Friday, May 20, 2022

Lloyd Corrigan's Daughter of the Dragon (1931)

 The lurid, pre-Code Daughter of the Dragon continues TCM's excellent series of Anna May Wong films.  In this film Wong portrays the daughter of Fu Manchu (Warner Oland) who has returned to London to get even with the Petrie family, whom he blames for the death of his wife and son.  Fu Manchu poisons Sir John Petrie's pipe tobacco but is shot before he can kill Sir John's son Ronald (Bramwell Fletcher) and tells Ling Moy (Wong) to finish the job.  Ling Moy can't kill Ronald because she's fallen in love with him but Fu Manchu's coterie insist she must do as her father ordered.  She proceeds with the attempt and along the way falls in love with Ah Kee (Sessue Hayakawa), who works for Scotland Yard and who kills Ling Moy when she attacks Ronald.

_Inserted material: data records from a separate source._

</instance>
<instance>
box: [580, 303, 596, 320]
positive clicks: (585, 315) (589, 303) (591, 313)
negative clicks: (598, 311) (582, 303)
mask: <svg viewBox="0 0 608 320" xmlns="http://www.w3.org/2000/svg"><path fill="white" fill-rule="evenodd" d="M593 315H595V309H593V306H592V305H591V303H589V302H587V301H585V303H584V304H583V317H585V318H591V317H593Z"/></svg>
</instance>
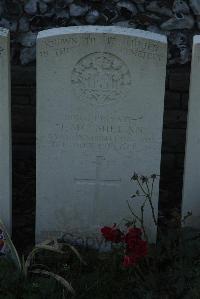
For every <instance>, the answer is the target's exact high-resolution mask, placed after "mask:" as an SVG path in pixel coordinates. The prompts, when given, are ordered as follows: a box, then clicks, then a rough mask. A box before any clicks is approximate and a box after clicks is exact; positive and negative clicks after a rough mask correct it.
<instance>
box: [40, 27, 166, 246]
mask: <svg viewBox="0 0 200 299" xmlns="http://www.w3.org/2000/svg"><path fill="white" fill-rule="evenodd" d="M166 59H167V41H166V38H165V37H164V36H161V35H158V34H154V33H149V32H144V31H141V30H134V29H128V28H126V29H124V28H120V27H100V26H82V27H71V28H70V27H68V28H58V29H50V30H46V31H42V32H40V33H39V35H38V38H37V174H36V175H37V208H36V240H37V241H41V240H43V239H45V238H46V237H48V236H49V235H56V236H59V235H61V234H62V233H63V232H68V233H71V234H73V235H74V234H76V235H77V236H78V235H79V236H85V237H88V236H89V237H90V236H95V235H98V236H99V228H100V227H101V226H103V225H112V223H113V222H119V221H121V219H122V218H124V217H126V216H127V214H128V215H129V210H128V208H127V203H126V200H127V199H130V196H131V195H132V194H133V193H134V191H136V189H135V186H134V184H133V183H132V182H130V178H131V176H132V175H133V172H134V171H136V172H138V173H140V174H143V175H149V174H152V173H156V174H159V172H160V158H161V142H162V125H163V108H164V90H165V75H166ZM154 200H155V202H154V204H155V212H156V213H157V204H158V182H157V184H156V187H155V199H154ZM135 209H136V211H137V212H138V209H139V207H138V205H137V206H136V207H135ZM150 214H151V213H150V208H149V207H147V209H146V214H145V219H146V226H147V230H148V233H149V236H150V238H152V239H155V235H156V230H155V227H154V225H153V222H152V217H151V216H150Z"/></svg>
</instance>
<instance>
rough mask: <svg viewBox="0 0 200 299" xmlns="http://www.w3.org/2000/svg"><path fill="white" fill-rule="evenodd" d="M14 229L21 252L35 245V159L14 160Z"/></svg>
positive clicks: (15, 239) (13, 189)
mask: <svg viewBox="0 0 200 299" xmlns="http://www.w3.org/2000/svg"><path fill="white" fill-rule="evenodd" d="M12 184H13V230H12V239H13V242H14V244H15V246H16V248H17V250H18V251H19V253H20V254H26V253H28V252H29V251H30V249H31V248H32V247H33V245H34V242H35V240H34V238H35V236H34V227H35V161H34V160H33V159H24V160H23V161H22V160H18V161H15V160H13V182H12Z"/></svg>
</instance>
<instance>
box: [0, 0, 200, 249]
mask: <svg viewBox="0 0 200 299" xmlns="http://www.w3.org/2000/svg"><path fill="white" fill-rule="evenodd" d="M76 25H119V26H125V27H131V28H138V29H143V30H149V31H153V32H156V33H161V34H166V35H167V37H168V42H169V51H168V68H167V80H166V96H165V115H164V132H163V146H162V163H161V204H160V216H161V218H160V219H161V220H162V223H165V221H163V218H162V216H163V215H165V219H167V218H170V215H171V211H172V210H173V208H174V207H177V208H178V209H179V210H180V201H181V191H182V174H183V161H184V152H185V131H186V121H187V104H188V89H189V76H190V60H191V45H192V37H193V35H194V34H198V33H200V1H198V0H190V1H182V0H175V1H174V0H172V1H170V0H167V1H164V0H162V1H145V0H132V1H131V0H113V1H108V0H101V1H100V0H88V1H74V0H57V1H52V0H28V1H15V0H13V1H11V0H0V26H2V27H6V28H8V29H10V31H11V41H12V42H11V54H12V125H13V145H14V146H13V167H14V174H13V184H14V190H15V192H14V195H13V196H14V205H13V206H14V213H13V215H14V220H13V223H14V232H15V236H16V244H17V243H18V242H19V243H20V239H21V238H22V237H20V236H23V233H22V232H23V231H24V232H25V233H26V234H27V230H28V232H30V233H31V229H30V227H32V232H33V231H34V227H33V222H34V208H35V185H34V184H35V183H34V178H35V174H34V169H35V41H36V35H37V32H38V31H40V30H43V29H48V28H52V27H63V26H76ZM24 186H26V187H24ZM25 201H26V203H25ZM21 202H22V205H23V206H24V211H21V210H20V209H19V207H20V206H21V205H20V203H21ZM22 213H23V214H24V217H25V218H26V219H27V222H26V224H25V223H24V220H23V221H22V220H21V219H25V218H24V217H22ZM26 215H27V217H26ZM29 224H30V226H29ZM21 242H24V240H21ZM19 246H20V245H19Z"/></svg>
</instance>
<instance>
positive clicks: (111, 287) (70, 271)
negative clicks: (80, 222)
mask: <svg viewBox="0 0 200 299" xmlns="http://www.w3.org/2000/svg"><path fill="white" fill-rule="evenodd" d="M193 237H194V236H193V235H190V232H187V236H186V238H185V239H184V246H183V247H182V250H180V248H178V251H176V250H174V249H173V248H171V247H169V246H168V245H170V244H168V243H166V244H165V245H164V246H163V248H162V250H161V256H162V254H164V257H163V260H162V263H161V265H159V267H157V264H156V258H157V252H156V251H155V249H154V248H153V247H150V251H149V253H150V257H149V258H148V259H146V260H145V259H144V260H143V261H141V263H140V265H139V267H136V268H132V269H124V268H123V267H122V260H123V252H121V253H120V252H119V251H117V250H116V251H114V252H112V253H111V252H110V253H109V252H107V253H99V252H97V251H95V250H91V249H83V248H77V249H78V251H79V253H80V255H81V256H82V258H83V259H84V261H85V262H86V263H87V265H84V264H83V263H81V262H80V261H79V259H78V258H77V256H76V255H75V254H74V252H73V251H71V250H69V248H68V251H67V252H66V255H59V254H56V253H54V252H41V253H38V255H37V256H36V258H35V260H34V265H35V266H34V267H35V268H37V264H40V265H41V264H42V265H45V266H43V267H42V268H43V269H44V270H47V271H52V272H53V273H57V274H59V275H61V276H62V277H63V278H65V279H66V280H67V281H69V282H70V283H71V285H72V287H73V288H74V289H75V291H76V295H75V296H74V297H73V296H72V295H71V294H70V293H69V292H67V291H66V290H65V292H63V289H62V287H61V285H60V284H59V283H58V282H56V281H55V280H54V279H50V278H47V277H41V276H38V275H35V274H31V273H30V274H29V275H28V278H27V279H25V277H24V275H22V274H21V273H19V272H17V270H16V268H15V266H14V264H13V263H12V262H11V261H9V260H7V259H5V258H1V257H0V299H29V298H33V299H51V298H52V299H64V298H78V299H164V298H165V299H199V298H200V283H199V282H200V249H199V248H200V237H198V238H193ZM66 248H67V246H66ZM168 249H169V250H168ZM171 262H172V263H171ZM33 269H34V268H33ZM161 286H162V287H164V292H163V293H164V294H165V295H166V294H167V295H168V297H166V296H165V297H164V296H163V297H162V294H161V293H158V288H159V287H161Z"/></svg>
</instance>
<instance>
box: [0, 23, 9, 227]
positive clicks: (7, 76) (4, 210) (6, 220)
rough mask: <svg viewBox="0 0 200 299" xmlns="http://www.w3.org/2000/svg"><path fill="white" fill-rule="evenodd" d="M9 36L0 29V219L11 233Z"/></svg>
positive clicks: (4, 32) (4, 30)
mask: <svg viewBox="0 0 200 299" xmlns="http://www.w3.org/2000/svg"><path fill="white" fill-rule="evenodd" d="M10 117H11V107H10V36H9V32H8V30H7V29H4V28H0V204H1V206H0V219H1V220H2V221H3V222H4V224H5V226H6V228H7V229H8V231H10V232H11V144H10V142H11V129H10V123H11V122H10Z"/></svg>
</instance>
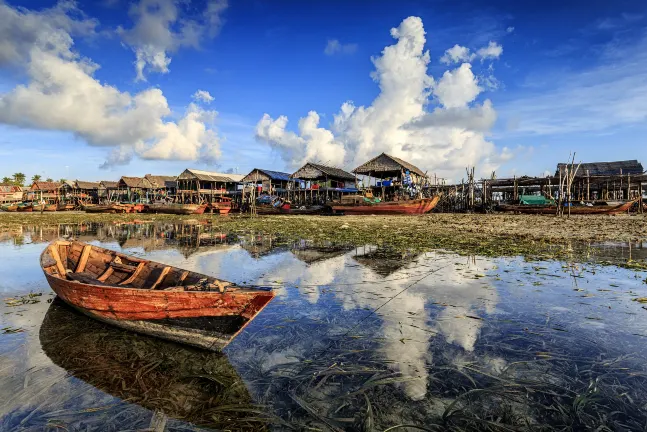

This is one of several Fu Manchu films from the early thirties, based on Sax Rohmer's successful novels.  Daughter of the Dragon is photographed by Victor Milner, who later worked with Lubitsch and Preston Sturges, with dialogue by Sidney Buchman, who wrote screenplays for Frank Capra and others.  Anna May Wong plays a complex character, capable of falling in love but ultimately loyal to her father. Director Corrigan made films in the twenties and thirties but then switched exclusively to acting.  Most of the film takes place at night and in dark tunnels and basements, with intense scenes of fear and violence.